Is there a limit to how many RenderTarget2Ds you can use or have in a game? I don’t want to box myself into a corner later in development. I remember reading something in the past about xbox limitations? I don’t see why there would be, it is just a child of Texture2D with IRenderTarget. The primary system this is for is PC but I might release on xbox or playstation.

Background on why:
My game has the ability for the player to design a lot of stuff. I have a texture merge process in my game. Rather than using GetData/SetData on textures, I merge textures in a RenderTarget2D once and cache that texture in the entities render component. This way all draws just simply draw one texture instead of layers. One draw loop might take a small hit to make a cached texture but all next draw loops after never have to deal with it.

I currently can render about 7000 entities and maintain 60fps with SynchronizeWithVerticalRetrace and IsFixedTimeStep set to true IN debug mode. Also collision detection is running, menus, AI logics and various other systems. Also this is all with an i5 with cpu graphics (I think 4400).

Thanks,
David

Maximum target count for using multiple-render-targets is generally what you need to worry about. Realistically you shouldn’t run out of render-targets without doing something really nuts, and if you did you’d just have to split up compositing to reuse targets.
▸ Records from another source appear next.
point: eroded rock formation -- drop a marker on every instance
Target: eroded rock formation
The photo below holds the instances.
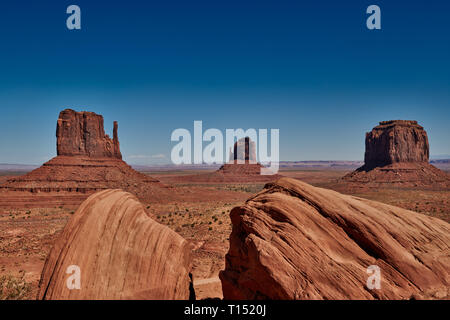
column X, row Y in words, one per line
column 88, row 161
column 296, row 241
column 122, row 253
column 397, row 154
column 83, row 134
column 396, row 141
column 244, row 151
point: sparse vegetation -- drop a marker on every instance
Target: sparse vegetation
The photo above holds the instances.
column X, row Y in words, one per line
column 14, row 288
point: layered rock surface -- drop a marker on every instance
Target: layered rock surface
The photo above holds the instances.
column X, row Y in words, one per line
column 397, row 154
column 122, row 253
column 83, row 134
column 242, row 167
column 87, row 161
column 296, row 241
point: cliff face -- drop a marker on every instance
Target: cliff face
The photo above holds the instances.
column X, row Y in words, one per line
column 397, row 154
column 121, row 253
column 83, row 134
column 396, row 141
column 244, row 150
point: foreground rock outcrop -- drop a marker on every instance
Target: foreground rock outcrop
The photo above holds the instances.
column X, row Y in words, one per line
column 296, row 241
column 397, row 154
column 122, row 253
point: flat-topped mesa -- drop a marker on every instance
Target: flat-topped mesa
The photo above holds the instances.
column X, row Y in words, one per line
column 244, row 151
column 83, row 134
column 396, row 141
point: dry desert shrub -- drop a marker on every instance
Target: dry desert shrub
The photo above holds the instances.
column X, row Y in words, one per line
column 14, row 288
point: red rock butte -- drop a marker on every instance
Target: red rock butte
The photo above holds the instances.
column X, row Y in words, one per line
column 397, row 154
column 295, row 241
column 242, row 167
column 87, row 160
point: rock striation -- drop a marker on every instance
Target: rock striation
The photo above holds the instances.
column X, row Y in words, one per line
column 83, row 134
column 397, row 154
column 121, row 253
column 296, row 241
column 396, row 141
column 241, row 168
column 87, row 161
column 244, row 151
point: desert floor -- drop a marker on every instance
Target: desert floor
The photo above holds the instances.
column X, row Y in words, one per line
column 27, row 234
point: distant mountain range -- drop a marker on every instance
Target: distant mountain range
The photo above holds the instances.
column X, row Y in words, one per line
column 443, row 164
IIRC there isn’t a fixed limit on render-targets, it’s just about how much VRAM you want to give to them.

Do be aware that using large render-targets for layers like you’re doing eats a lot of fill-rate. You’re pushing pixels for each target with whatever alpha overhead you already have for sprites, and then later pushing an entire render-target as what for practical purposes is a huge sprite.

It shouldn’t be a big deal unless you start pushing heaps of particle effects through on different layers - since overlapping particles chew fillrate. The budget that would go into shadow maps you put into layers.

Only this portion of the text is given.